Bring the Joy of Music to Your Classroom
From world music to today’s tunes, melody and technology are combining across the curriculum to promote deeper learning. Strike a chord with these online resources and fresh ideas.
We’ve all seen the magical effect that music can have—lifting spirits, increasing energy, sparking memories, and encouraging creativity. Music can also have a profound influence on learning, in terms of promoting engagement, focusing learning, and much more.
Unfortunately, budget cuts are often resulting in cuts to school music programs. However, music can be incorporated throughout the curriculum to support academic learning standards, as well as to build deeper learning.
Music, songs, and music videos can play a role in helping students remember math facts, master history and geography, learn new languages, and expand vocabulary. The Internet has made available a wealth of resources for this in every grade level and subject area.
Beyond basic practice activities, music in the classroom can give students access to different places, time periods, and cultures, as well as providing multimedia building blocks for creating projects that build higher order thinking skills. Teachers Melvina Kurashige, from Honolulu, and Caitlin Krause, from Belgium, collaborated on a thematic unit on water by writing songs. Students brought their passions for music, art, writing, and video production together and learned a lot in the process.
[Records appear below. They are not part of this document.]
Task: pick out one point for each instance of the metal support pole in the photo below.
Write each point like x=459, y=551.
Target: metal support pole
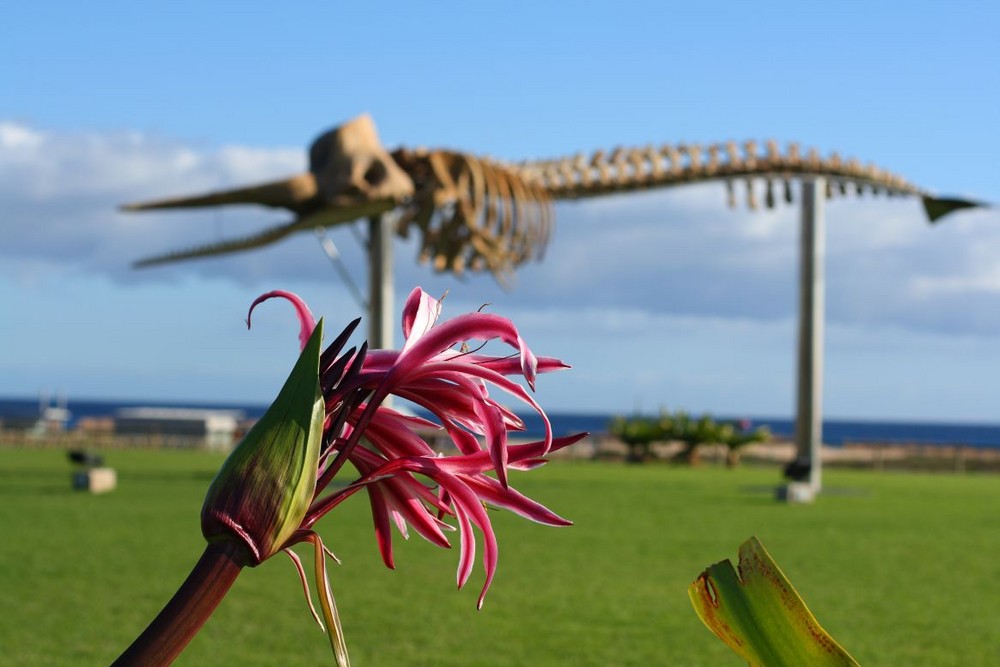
x=380, y=305
x=809, y=404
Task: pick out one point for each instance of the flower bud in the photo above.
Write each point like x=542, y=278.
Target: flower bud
x=261, y=493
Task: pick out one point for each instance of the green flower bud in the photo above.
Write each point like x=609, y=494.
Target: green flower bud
x=261, y=493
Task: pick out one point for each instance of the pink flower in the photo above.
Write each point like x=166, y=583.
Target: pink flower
x=437, y=371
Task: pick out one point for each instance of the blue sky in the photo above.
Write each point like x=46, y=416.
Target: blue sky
x=660, y=299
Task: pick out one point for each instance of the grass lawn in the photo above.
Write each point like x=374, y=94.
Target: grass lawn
x=901, y=568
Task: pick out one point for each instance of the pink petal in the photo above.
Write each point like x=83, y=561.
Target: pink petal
x=419, y=315
x=306, y=321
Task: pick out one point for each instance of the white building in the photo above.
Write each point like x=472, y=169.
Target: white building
x=216, y=429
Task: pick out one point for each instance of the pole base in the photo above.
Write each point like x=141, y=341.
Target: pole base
x=797, y=493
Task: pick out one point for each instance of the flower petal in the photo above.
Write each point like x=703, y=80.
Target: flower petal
x=306, y=321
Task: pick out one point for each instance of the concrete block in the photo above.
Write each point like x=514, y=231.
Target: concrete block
x=95, y=480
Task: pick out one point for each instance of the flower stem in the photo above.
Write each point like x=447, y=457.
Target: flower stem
x=177, y=624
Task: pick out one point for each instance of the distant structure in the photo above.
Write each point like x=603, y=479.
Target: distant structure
x=476, y=213
x=215, y=429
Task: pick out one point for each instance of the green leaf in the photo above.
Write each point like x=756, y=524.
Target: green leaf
x=758, y=613
x=264, y=488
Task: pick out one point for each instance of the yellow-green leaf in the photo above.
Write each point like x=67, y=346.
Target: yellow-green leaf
x=758, y=613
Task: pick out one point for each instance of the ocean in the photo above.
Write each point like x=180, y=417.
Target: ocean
x=836, y=432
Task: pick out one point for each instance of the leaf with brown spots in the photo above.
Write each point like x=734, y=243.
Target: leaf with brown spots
x=758, y=613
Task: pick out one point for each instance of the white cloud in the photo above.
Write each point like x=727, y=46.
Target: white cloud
x=678, y=252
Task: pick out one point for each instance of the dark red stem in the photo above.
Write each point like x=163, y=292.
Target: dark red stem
x=187, y=611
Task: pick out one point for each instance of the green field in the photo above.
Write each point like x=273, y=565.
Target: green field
x=901, y=568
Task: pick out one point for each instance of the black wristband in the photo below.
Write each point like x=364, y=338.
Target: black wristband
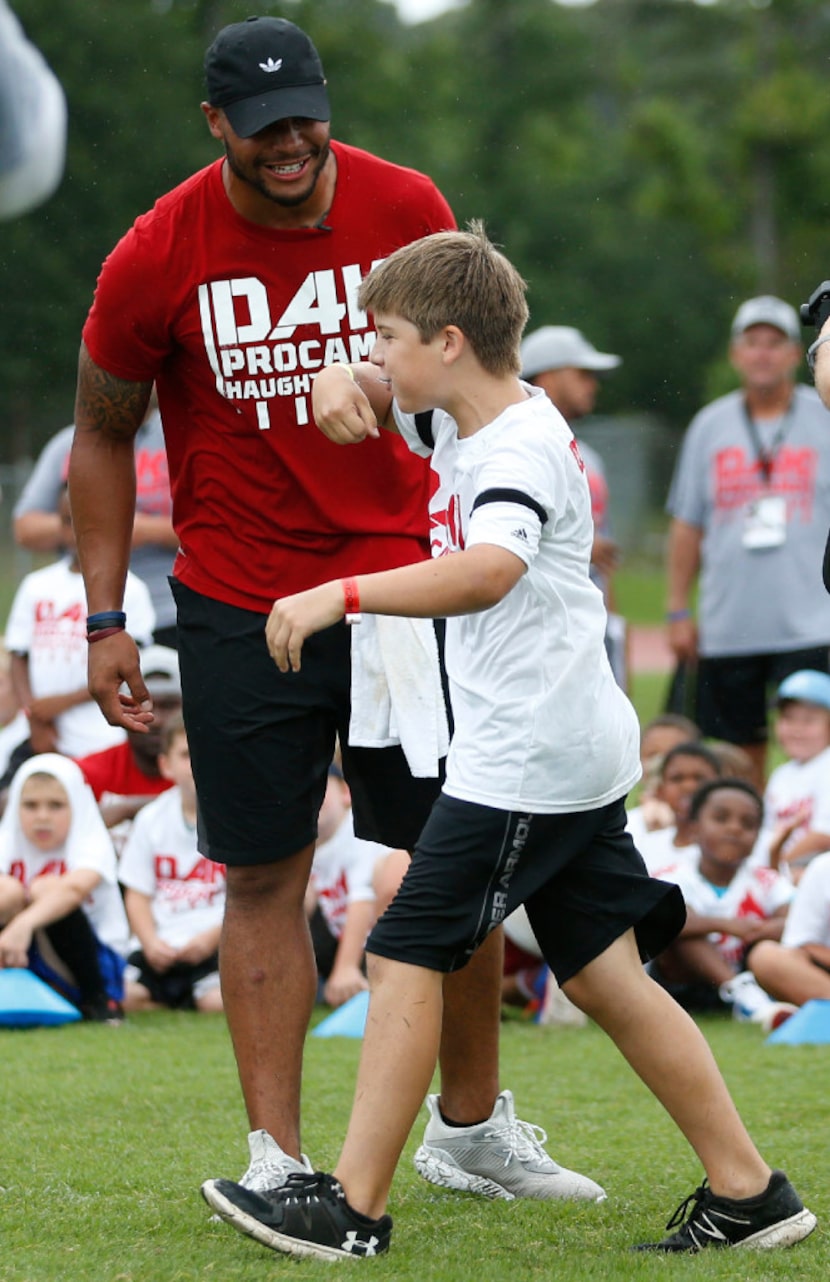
x=105, y=619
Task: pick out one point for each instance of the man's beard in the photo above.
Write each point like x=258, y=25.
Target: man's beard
x=286, y=201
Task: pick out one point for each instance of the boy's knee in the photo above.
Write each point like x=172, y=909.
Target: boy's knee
x=270, y=887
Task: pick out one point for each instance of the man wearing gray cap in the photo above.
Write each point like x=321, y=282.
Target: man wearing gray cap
x=567, y=367
x=232, y=294
x=749, y=505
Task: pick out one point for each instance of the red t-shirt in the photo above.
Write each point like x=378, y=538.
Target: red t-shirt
x=232, y=321
x=114, y=773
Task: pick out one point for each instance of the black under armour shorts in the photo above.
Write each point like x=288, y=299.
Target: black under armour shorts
x=579, y=874
x=262, y=740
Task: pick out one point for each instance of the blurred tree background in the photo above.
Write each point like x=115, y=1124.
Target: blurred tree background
x=645, y=163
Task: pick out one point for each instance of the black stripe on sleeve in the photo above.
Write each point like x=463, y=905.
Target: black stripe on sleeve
x=423, y=427
x=511, y=496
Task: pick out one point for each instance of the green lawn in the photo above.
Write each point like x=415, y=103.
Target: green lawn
x=109, y=1131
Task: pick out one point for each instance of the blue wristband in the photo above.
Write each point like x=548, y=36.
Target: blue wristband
x=105, y=619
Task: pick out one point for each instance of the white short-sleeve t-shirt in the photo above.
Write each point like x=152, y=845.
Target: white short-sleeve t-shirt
x=540, y=722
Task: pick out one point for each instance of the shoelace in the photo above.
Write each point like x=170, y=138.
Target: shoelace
x=313, y=1183
x=524, y=1140
x=688, y=1208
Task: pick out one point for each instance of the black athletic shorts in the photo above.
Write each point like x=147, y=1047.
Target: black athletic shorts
x=579, y=876
x=262, y=740
x=734, y=691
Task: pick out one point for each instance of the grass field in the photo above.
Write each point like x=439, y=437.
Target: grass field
x=108, y=1133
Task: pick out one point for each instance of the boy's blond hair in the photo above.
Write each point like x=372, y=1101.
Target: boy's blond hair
x=454, y=278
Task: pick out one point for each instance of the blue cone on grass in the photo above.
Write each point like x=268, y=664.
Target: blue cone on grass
x=26, y=1001
x=810, y=1024
x=347, y=1021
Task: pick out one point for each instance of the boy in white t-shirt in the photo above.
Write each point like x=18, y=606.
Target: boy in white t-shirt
x=46, y=637
x=797, y=795
x=175, y=896
x=340, y=899
x=544, y=751
x=798, y=968
x=60, y=909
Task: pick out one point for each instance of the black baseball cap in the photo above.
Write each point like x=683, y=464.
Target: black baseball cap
x=264, y=69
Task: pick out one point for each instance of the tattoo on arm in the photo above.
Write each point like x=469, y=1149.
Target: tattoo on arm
x=105, y=404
Including music that is currently popular with your students is a way to bring relevance to studies. Students can be asked to find examples of figures of speech in current music or to interpret the lyrics for storytelling techniques or social commentary.
Here are a few creative ways you can incorporate music in your classroom activities across the curriculum with some handy resources that you can use to get started:
- Explore geography and world cultures through music. The Travels with Music collection of videos includes videos with musical artists from around the world, highlighting their unique cultures (grades K-5).
- Bring history alive by listening to music from different historical periods. There are many resources you can use to help students connect to a time period and its events, including: historical musical collections (grades 3-12), primary source analysis tools (grades 6-12), and this lesson looking at music from war times (grades 9-12).
- Have students create a podcast to synthesize what they’ve learned about any academic topic. Students will enjoy incorporating music into these podcasts, and these open-licensed music clips will leave you worry-free about copyright issues. There are many resources to help you get started like this podcasting lesson and accompanying resources from computer applications teacher Judy Scharf (grades 6-8) and this podcasting lesson from Extra NewsHour (grades 9-12).
- Discover the impact of music on digital storytelling. Create your own digital stories with music to bring together technology and the arts, with English, math, science, and social studies. Good places to start are this digital storytelling resource collection (grades 3-12), this personal narrative unit (grades 3-5), this musical storytelling lesson (grades 3-10), and this collection of digital stories of social commentary (grades 9-12).
All of these rich resources from Curriki are free and open licensed under a Creative Commons license. That means you can remix, modify, and redistribute them freely, as long as you cite the source. This makes these resources great for differentiation. Curriki also provides tools for you to upload and share your own classroom resources with others.
So as you’re looking for ways to add extra spark to your classroom activities, bring some music in!